Footsteps approach her station. She glances up, just for an instant, and then looks quickly back down, cheeks burning. Margaret is walking over. She's not alone.

The man beside her—because it's always a man when the Congress sends someone to inspect the lab; all these years, all these decades since the Asphodel incident, and they still continue to insist that only men can truly grasp the complexities of the alchemical world, as if rejecting Asphodel Baker wasn't the greatest mistake the American Alchemical Congress ever made—is thin enough that "bony" might be a better descriptor. His skin is pulled tight over his skeleton, until it looks as if it might rip in several spots, his cheekbones on the verge of wearing their way through, his collarbones a pair of commas visible even through the perfectly tailored fit of his suit. He's not as pale as many of the elder alchemists; this is someone who still leaves his lab on occasion, which is just shy of a miracle in the more powerful ones. His hair is the color of melted iron, dull silver and strangely unsettling, like it's something not meant to be looked at directly.

Margaret walks by his side, clearly anxious, a clipboard under one arm and her free hand fluttering beside her, nerves keeping it from stilling. Her hair is perfect, as always, a long, inky fall of black brushed to a mirror sheen—the one scrap of vanity the lab allows. Kelpie's seen her preparing to go out after work is finished, seen her dressed in lace and leather, kohl around her eyes and carmine on her lips, darling of the goth scene, perfect club princess. That's not the Margaret they have here. This Margaret wears sensible shoes and button-down blouses, perfectly pressed khaki pants and pristine lab coats. This Margaret is as much a creature of the lab environment as the white mice in their cages or the frogs in their purified water, as the constructs who work two levels down, or as Kelpie herself. And this Margaret is afraid.

Kelpie isn't at a particularly delicate point in the process, so she sets her flask aside, puts down her pipette, and straightens, trying to look eager to be helpful without looking like she expects the honor of an address from a visiting member of the Congress. It's a fine line to walk, and her balance isn't the best, but she tries, and sometimes trying is enough.

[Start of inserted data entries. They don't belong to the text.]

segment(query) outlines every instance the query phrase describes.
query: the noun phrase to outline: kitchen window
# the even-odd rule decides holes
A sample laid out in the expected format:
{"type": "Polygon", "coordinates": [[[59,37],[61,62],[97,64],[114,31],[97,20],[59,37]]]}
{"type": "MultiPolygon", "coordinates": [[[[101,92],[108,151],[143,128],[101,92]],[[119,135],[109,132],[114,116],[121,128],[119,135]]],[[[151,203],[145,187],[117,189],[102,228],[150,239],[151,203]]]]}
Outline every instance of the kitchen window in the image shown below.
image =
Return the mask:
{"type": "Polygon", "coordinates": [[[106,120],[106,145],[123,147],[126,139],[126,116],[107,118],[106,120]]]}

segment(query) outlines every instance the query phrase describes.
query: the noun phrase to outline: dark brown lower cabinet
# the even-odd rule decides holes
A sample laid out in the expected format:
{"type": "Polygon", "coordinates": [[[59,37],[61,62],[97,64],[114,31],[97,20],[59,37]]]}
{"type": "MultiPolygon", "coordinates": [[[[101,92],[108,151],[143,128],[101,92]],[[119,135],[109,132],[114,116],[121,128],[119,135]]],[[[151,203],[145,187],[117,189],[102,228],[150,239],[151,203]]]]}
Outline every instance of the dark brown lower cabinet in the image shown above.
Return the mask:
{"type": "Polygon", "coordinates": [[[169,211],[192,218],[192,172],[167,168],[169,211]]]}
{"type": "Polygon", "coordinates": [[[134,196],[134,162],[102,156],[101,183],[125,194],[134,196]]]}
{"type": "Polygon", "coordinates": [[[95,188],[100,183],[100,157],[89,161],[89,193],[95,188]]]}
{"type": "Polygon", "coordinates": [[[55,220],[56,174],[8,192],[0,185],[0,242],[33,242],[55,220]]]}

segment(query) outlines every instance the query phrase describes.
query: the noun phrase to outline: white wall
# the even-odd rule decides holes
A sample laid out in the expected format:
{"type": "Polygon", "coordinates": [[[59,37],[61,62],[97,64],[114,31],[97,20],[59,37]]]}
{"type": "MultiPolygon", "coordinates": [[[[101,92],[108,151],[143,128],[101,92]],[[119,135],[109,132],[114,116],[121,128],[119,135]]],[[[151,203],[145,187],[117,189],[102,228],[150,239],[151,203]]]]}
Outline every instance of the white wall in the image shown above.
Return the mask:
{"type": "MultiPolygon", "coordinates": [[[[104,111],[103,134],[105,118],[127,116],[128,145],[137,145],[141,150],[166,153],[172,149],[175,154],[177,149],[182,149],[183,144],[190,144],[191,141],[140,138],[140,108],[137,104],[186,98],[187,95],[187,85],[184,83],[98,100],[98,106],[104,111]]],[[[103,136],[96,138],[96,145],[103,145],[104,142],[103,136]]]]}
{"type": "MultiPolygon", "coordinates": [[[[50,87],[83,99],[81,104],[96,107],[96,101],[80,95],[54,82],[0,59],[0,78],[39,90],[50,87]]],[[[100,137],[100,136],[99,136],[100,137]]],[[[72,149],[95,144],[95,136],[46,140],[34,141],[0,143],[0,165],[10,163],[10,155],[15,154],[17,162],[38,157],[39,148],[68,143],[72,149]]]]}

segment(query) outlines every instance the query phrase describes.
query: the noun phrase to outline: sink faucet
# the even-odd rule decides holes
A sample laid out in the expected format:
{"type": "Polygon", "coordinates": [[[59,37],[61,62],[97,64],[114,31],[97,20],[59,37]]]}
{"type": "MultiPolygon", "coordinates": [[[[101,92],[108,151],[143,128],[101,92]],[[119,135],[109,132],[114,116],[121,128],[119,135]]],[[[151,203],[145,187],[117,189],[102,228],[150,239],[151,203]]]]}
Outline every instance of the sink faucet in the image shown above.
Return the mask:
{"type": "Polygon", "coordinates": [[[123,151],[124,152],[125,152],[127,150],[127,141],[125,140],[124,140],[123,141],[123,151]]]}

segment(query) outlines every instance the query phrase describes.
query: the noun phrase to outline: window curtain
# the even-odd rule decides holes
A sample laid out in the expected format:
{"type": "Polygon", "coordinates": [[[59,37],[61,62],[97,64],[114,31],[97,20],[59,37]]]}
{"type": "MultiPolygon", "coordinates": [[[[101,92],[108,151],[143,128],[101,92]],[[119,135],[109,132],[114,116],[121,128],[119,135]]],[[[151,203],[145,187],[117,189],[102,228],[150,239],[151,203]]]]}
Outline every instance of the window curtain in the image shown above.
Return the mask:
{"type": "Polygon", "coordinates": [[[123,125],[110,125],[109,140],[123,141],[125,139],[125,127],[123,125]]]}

"And this is one of our assistants, Kelpie," says Margaret to the visiting alchemist. She shoots Kelpie a quick, quelling look, silently cautioning her not to speak unless spoken to. Kelpie's right ear flicks involuntarily back, but she gives no other acknowledgment that she's noticed, only stands in sentinel silence, watching the pair.

The man looks at her, frowns, and looks back to Margaret. "I was told this level of your operation was all naturals," he says. "No constructs or cuckoos."

"Kelpie's not a cuckoo," says Margaret, promptly. "She was in a lab accident last year, and there have been some… lasting effects."

Kelpie says nothing, doesn't acknowledge the fact that she's being talked about like she's not here. It's safer to be treated like a piece of lab equipment, especially when they have visitors. She's an interesting case, and there are plenty of people associated with the Congress who would be happy to take her apart and see how her organs are able to function, how the seemingly disparate aspects of her physical body can coexist without causing some sort of massive medical crisis. Better to seem serene and expensive than charismatic and expendable.

"Fascinating," says the alchemist. He looks more closely at Kelpie, who tries to hold as still as she can. "You're sure she's natural?"

"Absolutely," says Margaret, with just a flicker of discomfort in her eyes. That makes Kelpie blink, which seems to startle the man; even as close to her as he is, he had apparently done what so many do when confronted with her biological reality, and shunted it into a back corner of his mind where he could treat her like some sort of doll or sculpture, interesting, not alive.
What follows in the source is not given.